India's Proposal For Government Control of Internet To Be Discussed In Geneva
First time accepted submitter cvenky writes "The Indian Government is proposing to create an intergovernmental body 'to develop internet policies, oversee all internet standards bodies and policy organizations, negotiate internet-related treaties and sit in judgment when internet-related disputes come up.' This committee will be funded and staffed by the UN and will report to the UN General Assembly which effectively means the control of the internet passes on to World Governments directly."
Setup a different set of root servers. Start out by mirroring the ICANN root file to your root authority, and then passing that to your servers. Then maybe talk to ICANN about splitting authority over the root zone so your country/countries run the root for that part, ICANN for the rest.
Oh what's that? It is expensive and you'd rather just tell the US how to run it shit? Screw you then.
See the thing is right now the Internet doesn't have any global law over it, not even the US. It is all just a set of conventions. ICANN has the power because almost all DNS servers trust the root-servers.net roots, and they trust ICANN. However not only can you set up other roots, people have. Look at OpenNIC for one example. So while the US does have nominal de facto control, they have no de jure control and people can start ignoring them and building their own infrastructure any time they wish. It can even be an individual. You can run your very own root service, if you wish.
However, you start making it international law, then it is the kind of thing countries have to enforce, the sort of thing you can't just go your own way on.
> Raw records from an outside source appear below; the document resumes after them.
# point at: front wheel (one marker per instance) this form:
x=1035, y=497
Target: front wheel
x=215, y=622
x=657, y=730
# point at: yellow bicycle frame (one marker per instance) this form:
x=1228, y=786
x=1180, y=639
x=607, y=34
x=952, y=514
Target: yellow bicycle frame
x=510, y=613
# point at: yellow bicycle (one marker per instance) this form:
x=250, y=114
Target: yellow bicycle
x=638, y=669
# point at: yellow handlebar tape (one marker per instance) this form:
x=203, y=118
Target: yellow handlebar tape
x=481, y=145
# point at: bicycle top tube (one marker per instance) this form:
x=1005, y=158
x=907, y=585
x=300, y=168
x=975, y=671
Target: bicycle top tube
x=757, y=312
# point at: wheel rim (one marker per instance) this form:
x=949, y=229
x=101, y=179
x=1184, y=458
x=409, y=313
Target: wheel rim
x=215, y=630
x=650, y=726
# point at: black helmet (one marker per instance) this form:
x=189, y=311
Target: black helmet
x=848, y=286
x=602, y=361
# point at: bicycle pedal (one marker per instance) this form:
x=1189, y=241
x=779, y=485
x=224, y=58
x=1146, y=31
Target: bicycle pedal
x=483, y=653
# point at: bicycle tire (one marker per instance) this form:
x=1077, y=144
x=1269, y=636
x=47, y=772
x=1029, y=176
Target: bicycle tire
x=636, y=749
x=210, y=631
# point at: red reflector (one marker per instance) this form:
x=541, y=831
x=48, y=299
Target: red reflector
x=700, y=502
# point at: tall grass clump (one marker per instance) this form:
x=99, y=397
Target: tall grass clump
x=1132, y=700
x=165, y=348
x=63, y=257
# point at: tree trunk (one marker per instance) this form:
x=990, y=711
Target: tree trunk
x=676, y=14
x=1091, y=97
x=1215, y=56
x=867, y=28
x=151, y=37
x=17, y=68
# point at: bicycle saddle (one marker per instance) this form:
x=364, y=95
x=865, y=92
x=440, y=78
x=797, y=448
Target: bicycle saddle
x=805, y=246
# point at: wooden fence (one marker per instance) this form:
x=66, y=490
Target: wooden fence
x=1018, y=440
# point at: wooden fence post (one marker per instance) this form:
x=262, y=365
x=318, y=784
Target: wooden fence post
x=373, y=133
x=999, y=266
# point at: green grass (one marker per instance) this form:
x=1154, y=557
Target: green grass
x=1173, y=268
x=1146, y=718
The people with guns will be saying what goes on.
So how about no, let's not have the UN in on it. Particularly since for all its faults, the US doesn't want to censor speech like China, Iran, and so on do and they all sit on the UN.
Ideally, the Internet would be run by a meritocratic UN group, ...
No. Ideally it wouldn't be 'run' at all.
Inventing something does not grant a right to control it later - otherwise, you would not need the FCC to allocate radio spectrum but leave that to Italy; and if Ford wanted to make changes to a car model they should ask Germany. And so on.